#### Provide solution for rd sharma math class class 12 chapter Algebra of matrices exercise 4.3 question 32

Answer: Hence, proved $A^{2}-12 A-I=0$

Hint: Matrix multiplication is only possible, when the number of columns of first matrix is equal to the number of rows of second matrix.
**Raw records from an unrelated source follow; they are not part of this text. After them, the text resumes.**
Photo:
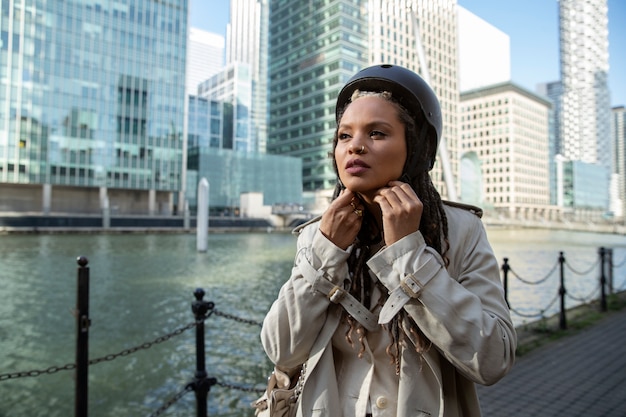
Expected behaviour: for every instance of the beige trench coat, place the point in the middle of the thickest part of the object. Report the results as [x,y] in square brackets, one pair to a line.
[461,310]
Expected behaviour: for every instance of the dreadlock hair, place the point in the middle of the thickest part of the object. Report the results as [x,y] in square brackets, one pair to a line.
[433,226]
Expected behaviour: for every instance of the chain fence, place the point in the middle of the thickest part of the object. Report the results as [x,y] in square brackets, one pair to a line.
[203,310]
[604,261]
[192,386]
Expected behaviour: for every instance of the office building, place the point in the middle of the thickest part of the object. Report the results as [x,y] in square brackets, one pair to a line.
[484,52]
[92,105]
[586,109]
[247,44]
[618,134]
[316,46]
[205,57]
[504,136]
[233,86]
[554,92]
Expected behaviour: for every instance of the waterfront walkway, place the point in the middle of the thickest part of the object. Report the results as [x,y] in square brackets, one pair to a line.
[583,374]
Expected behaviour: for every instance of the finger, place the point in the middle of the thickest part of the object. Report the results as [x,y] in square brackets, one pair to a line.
[344,198]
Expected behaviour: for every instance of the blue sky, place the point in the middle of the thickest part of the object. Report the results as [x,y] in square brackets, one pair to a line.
[532,26]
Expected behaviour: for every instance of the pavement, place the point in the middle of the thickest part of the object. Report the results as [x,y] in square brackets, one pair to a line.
[583,374]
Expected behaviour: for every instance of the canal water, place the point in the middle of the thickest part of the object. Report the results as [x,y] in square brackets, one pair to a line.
[142,289]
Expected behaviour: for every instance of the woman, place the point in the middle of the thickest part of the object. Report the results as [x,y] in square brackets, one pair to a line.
[394,301]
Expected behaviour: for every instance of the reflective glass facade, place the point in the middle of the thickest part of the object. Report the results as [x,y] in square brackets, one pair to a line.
[231,173]
[92,93]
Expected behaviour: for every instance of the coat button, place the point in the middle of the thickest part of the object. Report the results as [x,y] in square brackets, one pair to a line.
[381,402]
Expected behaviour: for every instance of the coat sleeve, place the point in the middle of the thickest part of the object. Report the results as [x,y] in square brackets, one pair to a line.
[297,316]
[465,316]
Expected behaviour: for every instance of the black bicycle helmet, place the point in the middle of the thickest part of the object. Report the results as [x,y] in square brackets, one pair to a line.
[406,87]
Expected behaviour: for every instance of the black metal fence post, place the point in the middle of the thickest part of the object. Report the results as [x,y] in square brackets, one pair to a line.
[505,278]
[562,292]
[82,339]
[610,264]
[602,252]
[201,384]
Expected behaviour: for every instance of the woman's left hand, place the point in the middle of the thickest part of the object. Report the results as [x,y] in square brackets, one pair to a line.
[401,209]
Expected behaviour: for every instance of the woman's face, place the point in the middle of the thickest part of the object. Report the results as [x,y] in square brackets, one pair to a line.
[371,147]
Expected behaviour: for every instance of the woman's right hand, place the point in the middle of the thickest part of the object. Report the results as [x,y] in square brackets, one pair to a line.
[342,220]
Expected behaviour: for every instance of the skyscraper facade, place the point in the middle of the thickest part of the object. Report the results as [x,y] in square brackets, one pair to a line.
[91,103]
[484,52]
[618,133]
[205,57]
[316,46]
[586,109]
[247,43]
[554,92]
[506,127]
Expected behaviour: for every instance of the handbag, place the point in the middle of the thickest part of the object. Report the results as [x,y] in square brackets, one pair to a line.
[281,396]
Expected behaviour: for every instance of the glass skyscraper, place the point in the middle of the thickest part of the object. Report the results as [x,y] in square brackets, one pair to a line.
[586,108]
[317,45]
[92,103]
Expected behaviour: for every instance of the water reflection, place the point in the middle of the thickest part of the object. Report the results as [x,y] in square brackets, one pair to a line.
[142,288]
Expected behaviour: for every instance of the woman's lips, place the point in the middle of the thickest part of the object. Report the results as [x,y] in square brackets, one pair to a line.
[356,166]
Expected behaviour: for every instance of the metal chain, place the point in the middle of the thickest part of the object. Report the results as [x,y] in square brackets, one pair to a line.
[172,401]
[540,314]
[587,299]
[110,357]
[50,370]
[238,319]
[584,272]
[146,345]
[535,282]
[240,388]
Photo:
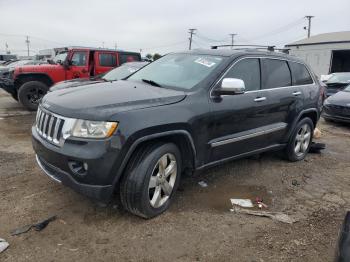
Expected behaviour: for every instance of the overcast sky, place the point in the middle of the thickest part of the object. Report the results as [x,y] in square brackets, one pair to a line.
[162,25]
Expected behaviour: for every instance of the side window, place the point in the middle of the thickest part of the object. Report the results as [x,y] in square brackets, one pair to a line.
[107,59]
[79,58]
[276,73]
[247,70]
[301,75]
[124,58]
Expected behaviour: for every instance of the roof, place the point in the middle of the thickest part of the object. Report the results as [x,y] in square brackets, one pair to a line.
[327,38]
[236,52]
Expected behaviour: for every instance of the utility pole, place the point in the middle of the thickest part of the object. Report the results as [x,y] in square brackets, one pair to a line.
[191,32]
[27,42]
[232,39]
[309,17]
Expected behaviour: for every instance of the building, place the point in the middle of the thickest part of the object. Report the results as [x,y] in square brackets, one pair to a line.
[325,53]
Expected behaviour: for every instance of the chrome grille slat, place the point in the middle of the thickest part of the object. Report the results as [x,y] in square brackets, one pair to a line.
[47,116]
[40,121]
[49,126]
[57,126]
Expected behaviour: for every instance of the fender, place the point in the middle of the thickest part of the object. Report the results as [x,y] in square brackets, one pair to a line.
[296,120]
[150,137]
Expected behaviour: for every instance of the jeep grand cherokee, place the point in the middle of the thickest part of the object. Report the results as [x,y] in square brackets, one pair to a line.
[185,111]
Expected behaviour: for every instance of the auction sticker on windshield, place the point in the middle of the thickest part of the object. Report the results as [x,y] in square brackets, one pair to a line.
[204,61]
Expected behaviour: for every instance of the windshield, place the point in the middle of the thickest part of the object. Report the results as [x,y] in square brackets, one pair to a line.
[182,71]
[120,73]
[339,78]
[61,56]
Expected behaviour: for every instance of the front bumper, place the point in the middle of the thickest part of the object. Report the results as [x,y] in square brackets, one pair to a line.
[93,191]
[100,157]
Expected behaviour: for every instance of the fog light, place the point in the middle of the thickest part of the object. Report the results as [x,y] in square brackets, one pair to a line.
[78,168]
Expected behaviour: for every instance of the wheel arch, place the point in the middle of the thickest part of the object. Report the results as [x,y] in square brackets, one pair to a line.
[23,78]
[180,138]
[312,113]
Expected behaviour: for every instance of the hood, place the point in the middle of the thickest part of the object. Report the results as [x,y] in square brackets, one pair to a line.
[337,84]
[103,100]
[74,83]
[341,98]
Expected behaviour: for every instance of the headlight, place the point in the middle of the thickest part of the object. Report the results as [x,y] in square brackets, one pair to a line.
[93,129]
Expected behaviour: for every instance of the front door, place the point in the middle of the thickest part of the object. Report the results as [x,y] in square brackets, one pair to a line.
[239,119]
[283,99]
[79,65]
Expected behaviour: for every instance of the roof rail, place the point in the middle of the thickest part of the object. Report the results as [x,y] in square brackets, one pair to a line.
[268,47]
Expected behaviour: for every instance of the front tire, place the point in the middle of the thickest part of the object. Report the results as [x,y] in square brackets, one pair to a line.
[151,180]
[30,93]
[300,141]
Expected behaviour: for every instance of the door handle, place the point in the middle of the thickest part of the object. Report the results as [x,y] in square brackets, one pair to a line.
[260,99]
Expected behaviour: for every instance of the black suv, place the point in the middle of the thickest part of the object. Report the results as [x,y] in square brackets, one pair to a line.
[185,111]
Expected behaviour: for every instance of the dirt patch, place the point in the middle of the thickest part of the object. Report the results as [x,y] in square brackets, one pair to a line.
[198,226]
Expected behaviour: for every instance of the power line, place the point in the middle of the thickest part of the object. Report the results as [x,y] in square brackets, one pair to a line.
[232,39]
[191,32]
[279,30]
[210,40]
[27,42]
[308,17]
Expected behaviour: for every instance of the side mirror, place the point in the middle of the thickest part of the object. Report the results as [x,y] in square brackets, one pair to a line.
[230,86]
[66,63]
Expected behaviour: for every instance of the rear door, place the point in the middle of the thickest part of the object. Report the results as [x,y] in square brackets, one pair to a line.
[79,64]
[302,78]
[283,100]
[105,61]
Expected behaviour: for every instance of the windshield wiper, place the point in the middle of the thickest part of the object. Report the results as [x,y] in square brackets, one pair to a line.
[151,82]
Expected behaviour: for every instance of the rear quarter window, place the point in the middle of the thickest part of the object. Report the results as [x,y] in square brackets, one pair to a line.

Given: $A=\left[\begin{array}{cc}5 & 3 \\ 12 & 7\end{array}\right]$

I is an identity matrix. so,$I=\left[\begin{array}{cc}1 & 0 \\ 0 & 1\end{array}\right]$

To show that $A^{2}-12 A-I=0$

Now, we will find the matrix for $A^2$, we get

$A^{2}=A A=\left[\begin{array}{cc}5 & 3 \\ 12 & 7\end{array}\right]\left[\begin{array}{cc}5 & 3 \\ 12 & 7\end{array}\right]\\\\ A^{2}=\left[\begin{array}{ll}25+36 & 15+21 \\ 60+84 & 36+49\end{array}\right]\\\\A^{2}=\left[\begin{array}{cc}61 & 36 \\ 144 & 85\end{array}\right] .... (i)$

Now, we will find the matrix for 12A, we get

$12 A=12\left[\begin{array}{cc}5 & 3 \\ 12 & 7\end{array}\right] \\\\\ 12 A=\left[\begin{array}{cc}60 & 36 \\ 144 & 84\end{array}\right] \quad \ldots(i i)$

So, substituting corresponding values from equation i & ii in $A^{2}-12 A-I$

we get

$=\left[\begin{array}{cc} 61 & 36 \\ 144 & 85 \end{array}\right]-\left[\begin{array}{cc} 60 & 36 \\ 144 & 84 \end{array}\right]-\left[\begin{array}{ll} 1 & 0 \\ 0 & 1 \end{array}\right] \\\\$

$\left[\begin{array}{cc} 61-60-1 & 36-36-0 \\ 144-144-0 & 85-84-1 \end{array}\right]$

$\left[\begin{array}{ll} 0 & 0 \\ 0 & 0 \end{array}\right]=0 \\ A^{2}-12 A-I=0$

Hence, matrix A is the root of the given equation.